Nah, cuan tersebut tentu akan kembali kepada negara sebagai pemegang sahamnya. Distribusi laba kepada pemegang saham ini disebut dividen.
Dividen total BUMN untuk tahun 2023 sebesar Rp 82,1 triliun adalah yang terbesar sepanjang sejarah. Ini menjadi sumber penerimaan negara yang dapat diandalkan selain pungutan pajak.
Hanya saja, jika dilihat per masing-masing BUMN, setoran dividen yang besar tersebut didominasi oleh 4 perusahaan, yakni Bank Rakyat Indonesia, Pertamina, Bank Mandiri, dan Telkom.
Artinya, ada kesengajaan yang cukup signifikan dari sisi profitabilitas antara BUMN papan atas dan BUMN papan bawah yang di antaranya masih ada yang menderita kerugian.
Kedua, fungsi yang mengutamakan pelayanan publik.
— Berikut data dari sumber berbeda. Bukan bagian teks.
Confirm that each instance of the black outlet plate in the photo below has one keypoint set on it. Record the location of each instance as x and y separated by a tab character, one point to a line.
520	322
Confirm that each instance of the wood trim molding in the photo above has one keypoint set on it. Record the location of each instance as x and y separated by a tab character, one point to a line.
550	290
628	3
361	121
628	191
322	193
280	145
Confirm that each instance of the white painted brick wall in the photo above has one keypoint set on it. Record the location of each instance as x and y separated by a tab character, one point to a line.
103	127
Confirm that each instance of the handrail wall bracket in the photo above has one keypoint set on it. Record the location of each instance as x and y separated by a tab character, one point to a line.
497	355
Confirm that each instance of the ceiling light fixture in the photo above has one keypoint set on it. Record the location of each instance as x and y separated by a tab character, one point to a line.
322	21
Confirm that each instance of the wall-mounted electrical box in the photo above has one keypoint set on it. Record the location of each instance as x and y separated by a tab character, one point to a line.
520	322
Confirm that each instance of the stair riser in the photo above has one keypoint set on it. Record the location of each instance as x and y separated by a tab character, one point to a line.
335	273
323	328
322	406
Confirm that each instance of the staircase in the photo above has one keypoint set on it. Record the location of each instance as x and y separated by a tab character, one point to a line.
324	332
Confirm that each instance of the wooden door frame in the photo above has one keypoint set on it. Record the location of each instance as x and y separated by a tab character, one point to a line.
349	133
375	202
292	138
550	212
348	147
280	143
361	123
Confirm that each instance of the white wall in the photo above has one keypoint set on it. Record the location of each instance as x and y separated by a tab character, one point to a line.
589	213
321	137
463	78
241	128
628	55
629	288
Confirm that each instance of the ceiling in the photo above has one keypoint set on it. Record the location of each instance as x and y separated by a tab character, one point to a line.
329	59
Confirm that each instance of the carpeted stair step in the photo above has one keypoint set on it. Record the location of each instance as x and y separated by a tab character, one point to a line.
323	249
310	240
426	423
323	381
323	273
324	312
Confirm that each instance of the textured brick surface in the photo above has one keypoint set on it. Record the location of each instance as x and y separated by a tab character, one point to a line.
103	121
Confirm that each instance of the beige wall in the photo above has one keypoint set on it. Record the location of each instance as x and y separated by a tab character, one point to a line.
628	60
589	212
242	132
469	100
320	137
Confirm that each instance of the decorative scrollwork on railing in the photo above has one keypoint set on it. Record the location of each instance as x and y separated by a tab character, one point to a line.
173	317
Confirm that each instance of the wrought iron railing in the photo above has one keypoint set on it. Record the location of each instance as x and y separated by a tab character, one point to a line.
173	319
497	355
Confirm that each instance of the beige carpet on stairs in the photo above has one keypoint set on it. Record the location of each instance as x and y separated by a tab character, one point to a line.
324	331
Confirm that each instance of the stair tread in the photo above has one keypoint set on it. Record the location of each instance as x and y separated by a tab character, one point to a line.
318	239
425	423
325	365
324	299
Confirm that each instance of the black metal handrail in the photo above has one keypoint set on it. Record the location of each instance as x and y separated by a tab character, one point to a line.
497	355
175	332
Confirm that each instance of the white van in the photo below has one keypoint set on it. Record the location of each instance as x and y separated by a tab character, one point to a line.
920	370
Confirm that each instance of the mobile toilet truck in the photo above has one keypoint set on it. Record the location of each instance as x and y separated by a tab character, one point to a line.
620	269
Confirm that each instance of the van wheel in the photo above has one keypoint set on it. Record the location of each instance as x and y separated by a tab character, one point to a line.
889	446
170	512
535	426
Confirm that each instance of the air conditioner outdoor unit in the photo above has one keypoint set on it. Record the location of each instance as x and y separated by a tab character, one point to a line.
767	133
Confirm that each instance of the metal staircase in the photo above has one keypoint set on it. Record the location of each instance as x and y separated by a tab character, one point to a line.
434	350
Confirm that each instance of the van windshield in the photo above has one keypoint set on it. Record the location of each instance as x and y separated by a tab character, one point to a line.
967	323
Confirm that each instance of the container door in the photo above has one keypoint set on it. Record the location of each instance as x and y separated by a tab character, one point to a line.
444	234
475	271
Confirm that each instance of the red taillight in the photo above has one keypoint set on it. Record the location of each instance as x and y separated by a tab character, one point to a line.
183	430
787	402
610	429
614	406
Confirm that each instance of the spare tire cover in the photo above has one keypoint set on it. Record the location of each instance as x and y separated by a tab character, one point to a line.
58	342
Memenuhi kebutuhan masyarakat banyak, kalau hanya diserahkan kepada perusahaan swasta, ada potensi yang berbahaya.
Soalnya, perusahaan swasta hanya memikirkan bisnis atau keuntungan saja. Apakah masyarakat akan tercekik, bukan concern pihak swasta.
Makanya, kehadiran BUMN bisa menjadi penyeimbang. BUMN berusaha mencari untung tanpa mengorbankan perekonomian rakyat banyak.Â
Oleh karena itu pula, pengelolaan cabang-cabang produksi yang penting dan menguasai hajat hidup orang banyak, dikuasai negara untuk dikelola demi kemakmuran rakyat.
Contoh cabang produksi dimaksud, antara lain di bidang energi dan migas, keuangan, air, dan sejenisnya.
Ada pula pekerjaan penting, tapi pihak swasta tidak tertarik karena tidak menguntungkan. Untuk itu, pemerintah mendirikan BUMN untuk mengerjakan proyek yang langka peminat itu.
Misalnya, untuk membangun jalan di pedalaman Papua, pelayaran ke pulau terpencil, dan penerbangan perintis ke daerah pelosok yang tidak terhubung dengan jalan darat yang layak.
Ketiga, fungsi BUMN sebagai agent of development (agen pembangunan), termasuk sebagai alat pemerintah dalam menata kebijakan perekonomian.
Beberapa jenis subsidi untuk warga kurang mampu, seperti subsidi listrik dan bahan bakar atau energi, eksekusinya dilakukan oleh BUMN terkait.
Demikian pula kebijakan dalam rangka menstabilkan harga pangan atau yang termasuk dalam sembilan bahan pokok (sembako), kebijakannya diputuskan pemerintah dan eksekusinya melibatkan Bulog sebagai salah satu BUMN.
Potensi Politisasi dan Bagi-bagi Posisi, Ancaman bagi BUMN
Uraian di atas jelas memperlihatkan keberpihakan pemerintah kepada rakyat banyak, dan BUMN menjadi alat atau "kendaraan" yang digunakan pemerintah.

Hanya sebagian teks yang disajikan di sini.